When it comes to lifting and transporting materials on the job, there's always a potential back injury waiting to strike. According to reports from the Occupational Safety and Health Administration (OSHA) and the National Institute for Occupational Safety and Health (NIOSH), between 30% and 33% of all workplace injuries fall into the musculoskeletal category. This includes injuries to muscles, tendons, nerves, ligaments, discs, and other soft tissues, causing sprains and strains particularly in the lower back, shoulders, neck, and arms. The cause of these injuries is often sparked from overexertion, repetitive motion, and awkward or sustained postures. In 2020, the Bureau of Labor Statistics reported that in private industries, the incidence rate for musculoskeletal injuries was 30.3 cases per 10,000 full-time workers, with an average of 11 days off per person. However, not every injury will be reported; and depending on the laws per state, not every case will result in a workers’ compensation payout.

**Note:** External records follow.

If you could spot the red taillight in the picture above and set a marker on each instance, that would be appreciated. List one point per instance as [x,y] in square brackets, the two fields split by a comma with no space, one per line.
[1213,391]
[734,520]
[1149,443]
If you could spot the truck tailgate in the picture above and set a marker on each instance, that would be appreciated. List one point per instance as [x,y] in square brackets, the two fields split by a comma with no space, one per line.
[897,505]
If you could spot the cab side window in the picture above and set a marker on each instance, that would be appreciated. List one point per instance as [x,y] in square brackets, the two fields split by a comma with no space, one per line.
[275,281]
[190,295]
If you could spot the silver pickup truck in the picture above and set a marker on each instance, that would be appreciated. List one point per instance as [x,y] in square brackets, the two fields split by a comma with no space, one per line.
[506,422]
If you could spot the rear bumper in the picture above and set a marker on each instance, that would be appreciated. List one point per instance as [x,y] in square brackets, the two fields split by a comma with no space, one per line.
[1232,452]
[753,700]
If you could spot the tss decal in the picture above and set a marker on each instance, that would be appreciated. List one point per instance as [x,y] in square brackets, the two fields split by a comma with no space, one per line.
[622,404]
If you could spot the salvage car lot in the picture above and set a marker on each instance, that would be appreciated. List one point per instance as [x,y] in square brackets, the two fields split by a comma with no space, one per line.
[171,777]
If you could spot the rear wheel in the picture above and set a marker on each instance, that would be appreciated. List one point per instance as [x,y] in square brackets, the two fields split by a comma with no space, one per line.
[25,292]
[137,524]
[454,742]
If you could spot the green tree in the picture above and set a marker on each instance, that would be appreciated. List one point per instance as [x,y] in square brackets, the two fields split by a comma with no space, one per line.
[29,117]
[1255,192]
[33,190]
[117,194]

Luckily, musculoskeletal injuries are also highly preventable with the help of workplace ergonomics training, along with simple lifting and transport aids like carts, dollies, ramps, and dock plates. Used in conjunction with good material handling practices, these tools can not only save time and make tasks easier, but also significantly cut down on workers' comp payouts and the logistics problems that arise from injury-related employee absences. CableOrganizer® has tips below on ways to improve workplace safety, by lightening your load with carts, ramps, and dock plates.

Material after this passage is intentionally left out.